Another upbeat track then plays next in the form of “November,” which with its breezy, nostalgic rhythm and Byrds-esque saccharine melody, is enough to conjure sweet drops of snow despite its being still a month shy from the last month of the year. The Psychedelic Folk sensibilities then continue with the subtler plucks of “Falling Down” and “Also a But.”

Perfect as the mid-album highlight, the title-track then fits its angular guitar strums and tuneful twee-voice smoothly into the whole narrative.
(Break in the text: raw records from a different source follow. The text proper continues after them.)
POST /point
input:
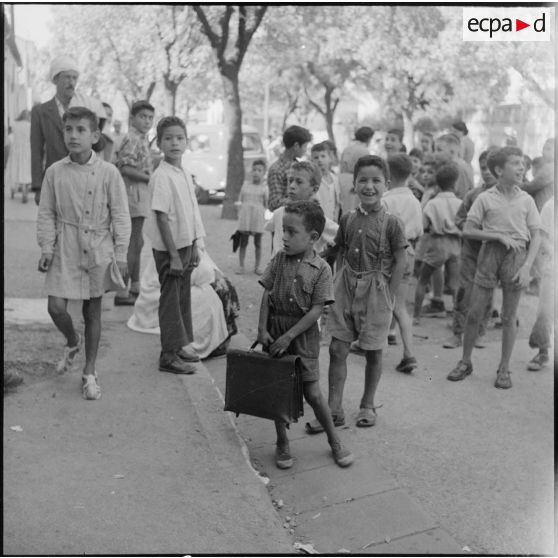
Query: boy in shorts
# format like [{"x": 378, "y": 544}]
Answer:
[
  {"x": 135, "y": 165},
  {"x": 298, "y": 285},
  {"x": 442, "y": 246},
  {"x": 506, "y": 219}
]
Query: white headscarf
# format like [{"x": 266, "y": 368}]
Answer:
[{"x": 62, "y": 63}]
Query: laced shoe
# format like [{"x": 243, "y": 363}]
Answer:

A bit slower in tempo, “Shallow Sun” then shines in the same spot with its bright predisposition.

Real Estate then shifts again its Light Jazz gear with the piano ballad “Sting.” The following “Silent World,” on the other hand, radiates its Neo-Acoustic glow; it will fit onto a playlist that includes World Party’s “Put the Message in the Box,” The Painted Word’s “I Found Love Today,” and Deacon Blue’s “Loaded.” The pastoral procession resumes with the penultimate track, and then Real Estate finally wraps up its new album aptly with the relaxing, acoustic surf of the instrumental ballad “Brother.” Serene. A perfect theme for dream weaving.

Dreampop/Shoegaze music may have been championed in the 1990s by the likes of Cocteau Twins (“For Phoebe Still a Baby”), Ride (“Chrome Waves”), Catherine Wheel (“Black Metallic”), Chapterhouse (“Treasure”), and My Bloody Valentine (“[When You Wake] You’re Still in a Dream”); but it did not stop there. In the decades that followed, new bands operating within the vortex continue to emerge—Beach Fossils (“Twelve Roses”), Deerhunter (“Strange Lights”), Snuff Redux (“Molly’s House”), Beach House (“On the Sea”), and of course, Real Estate, whose latest record proves that the gloriously gyrating groove of Dreampop and Shoegaze is still alive and well within the midst of Alternative music. That is why Cryptic Rock gives The Main Thing 4 out of 5 stars.